Foto: Reuters/S. Modola
Preparativos para a cerimónia
As meninas e mulheres Pokot aquecem-se junto à fogueira às primeiras horas da manhã. Quem não se submete à MGF tem menos hipóteses de casar. A integração das mulheres e a sua sobrevivência económica depende do casamento, principalmente nas áreas rurais. Aquelas que se recusam a participar são renegadas pela sociedade ou até mesmo expulsas.
Foto: Reuters/S. Modola
É impossível dizer "não"
Antes de se proceder ao ritual, as raparigas são despidas e lavadas. Elas sabem de antemão que, tal como as suas mães, vão ter problemas de saúde: quistos, infeções, infertilidade, complicações no parto. A mutilação genital feminina continua a ser praticada em 28 países africanos, na península Arábica e na Ásia. Também há filhas de emigrantes na Europa que são mutiladas.
Foto: Reuters/S. Modola
Espera angustiante
Estas raparigas Pokot esperam pela cerimónia de circuncisão na província de Baringo, no Vale do Rift. O Quénia proibiu a mutilação genital feminina em 2011, 27 por cento das quenianas entre os 15 e os 49 anos foram submetidas a esta prática, segundo o Fundo das Nações Unidas para a Infância (UNICEF). Na maioria das vezes não se usa anestesia e o material não é desinfetado.
Foto: Reuters/S. Modola
Ritual mortífero
Cerimónia de circuncisão: Os Pokot esperam que as raparigas sejam corajosas e não gritem. Segundo estimativas da Organização Mundial de Saúde (OMS), 10% das raparigas morre durante esta cerimónia e 25% morre devido a complicações associadas.
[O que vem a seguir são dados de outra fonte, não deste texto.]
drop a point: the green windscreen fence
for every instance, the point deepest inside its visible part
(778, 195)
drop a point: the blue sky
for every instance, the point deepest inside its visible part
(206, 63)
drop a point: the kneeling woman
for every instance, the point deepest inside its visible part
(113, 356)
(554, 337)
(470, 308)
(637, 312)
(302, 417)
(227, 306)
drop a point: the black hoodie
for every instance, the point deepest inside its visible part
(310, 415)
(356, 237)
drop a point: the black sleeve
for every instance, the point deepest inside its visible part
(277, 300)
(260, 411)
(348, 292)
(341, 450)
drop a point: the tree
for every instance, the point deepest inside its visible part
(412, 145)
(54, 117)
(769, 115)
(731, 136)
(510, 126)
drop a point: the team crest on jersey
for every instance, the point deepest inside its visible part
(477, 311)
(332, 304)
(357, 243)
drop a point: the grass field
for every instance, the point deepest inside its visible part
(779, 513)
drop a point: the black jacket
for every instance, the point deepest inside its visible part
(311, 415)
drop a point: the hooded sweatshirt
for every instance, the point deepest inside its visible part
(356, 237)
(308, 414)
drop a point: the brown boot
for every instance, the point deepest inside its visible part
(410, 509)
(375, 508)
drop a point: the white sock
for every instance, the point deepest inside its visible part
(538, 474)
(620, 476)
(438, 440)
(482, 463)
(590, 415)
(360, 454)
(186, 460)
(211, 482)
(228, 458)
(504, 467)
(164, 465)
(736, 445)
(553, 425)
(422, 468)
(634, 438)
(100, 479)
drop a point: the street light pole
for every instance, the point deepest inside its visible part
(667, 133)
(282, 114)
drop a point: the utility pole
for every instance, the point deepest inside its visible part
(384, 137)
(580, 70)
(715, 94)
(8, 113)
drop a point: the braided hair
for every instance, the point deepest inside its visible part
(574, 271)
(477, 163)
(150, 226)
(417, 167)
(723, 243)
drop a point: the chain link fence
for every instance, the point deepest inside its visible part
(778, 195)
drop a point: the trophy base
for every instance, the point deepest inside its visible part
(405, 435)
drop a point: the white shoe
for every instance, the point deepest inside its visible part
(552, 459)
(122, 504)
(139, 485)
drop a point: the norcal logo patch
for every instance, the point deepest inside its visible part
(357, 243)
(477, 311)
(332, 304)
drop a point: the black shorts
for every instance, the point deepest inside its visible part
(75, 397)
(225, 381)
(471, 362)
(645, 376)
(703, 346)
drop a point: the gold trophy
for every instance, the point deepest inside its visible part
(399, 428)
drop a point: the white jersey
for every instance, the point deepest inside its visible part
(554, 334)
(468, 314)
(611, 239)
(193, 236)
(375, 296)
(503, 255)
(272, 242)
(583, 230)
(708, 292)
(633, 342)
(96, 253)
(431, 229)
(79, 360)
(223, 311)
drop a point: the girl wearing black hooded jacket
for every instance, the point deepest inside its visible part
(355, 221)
Na Guiné-Bissau, metade das mulheres entre os 15 e os 49 anos foi submetida a esta prática, segundo a UNICEF. Na Somália, o número ronda os 98%.
Foto: Reuters/S. Modola
Pedra ensanguentada após o ritual
A forma como se faz a excisão varia de etnia para etnia. Os Pokot fecham a abertura vaginal. A OMS distingue três tipos de MGF: no tipo 1, o clítoris é retirado. No tipo 2, retira-se o clítoris e os pequenos lábios. No tipo 3, a infibulação, os grandes lábios também são retirados e a abertura vaginal é fechada.
Foto: Reuters/S. Modola
Tingir o corpo de branco
Tingir o corpo de branco faz parte do ritual dos Pokot. Em muitos países há campanhas de esclarecimento, para alertar para os perigos da mutilação genital feminina. Mas só lentamente as campanhas dão frutos. No Quénia, há desde 2014 uma unidade da polícia que trata de questões relacionadas com a MGF. Há também uma linha SOS que recebe denúncias.
Foto: Reuters/S. Modola
Trauma para a vida
Após a cerimónia, as raparigas são cobertas com peles de animais e recolhidas para um local onde podem descansar. Na ótica dos Pokot, elas estão prontas para casar e podem receber um dote maior. Alguns povos acreditam que as mulheres submetidas à MGF são mais férteis e fiéis ao seu marido. Quando se faz uma excisão não há volta atrás. Não é possível reverter a mutilação com operações plásticas.
Foto: Reuters/S. Modola
De mãe para filha?
Esta rapariga nunca mais vai esquecer a mutilação. Em alguns países, a excisão é realizada em bebés. Sendo uma prática ilegal, um bebé a chorar dá menos nas vistas do que uma rapariga a sofrer de dores o tempo inteiro.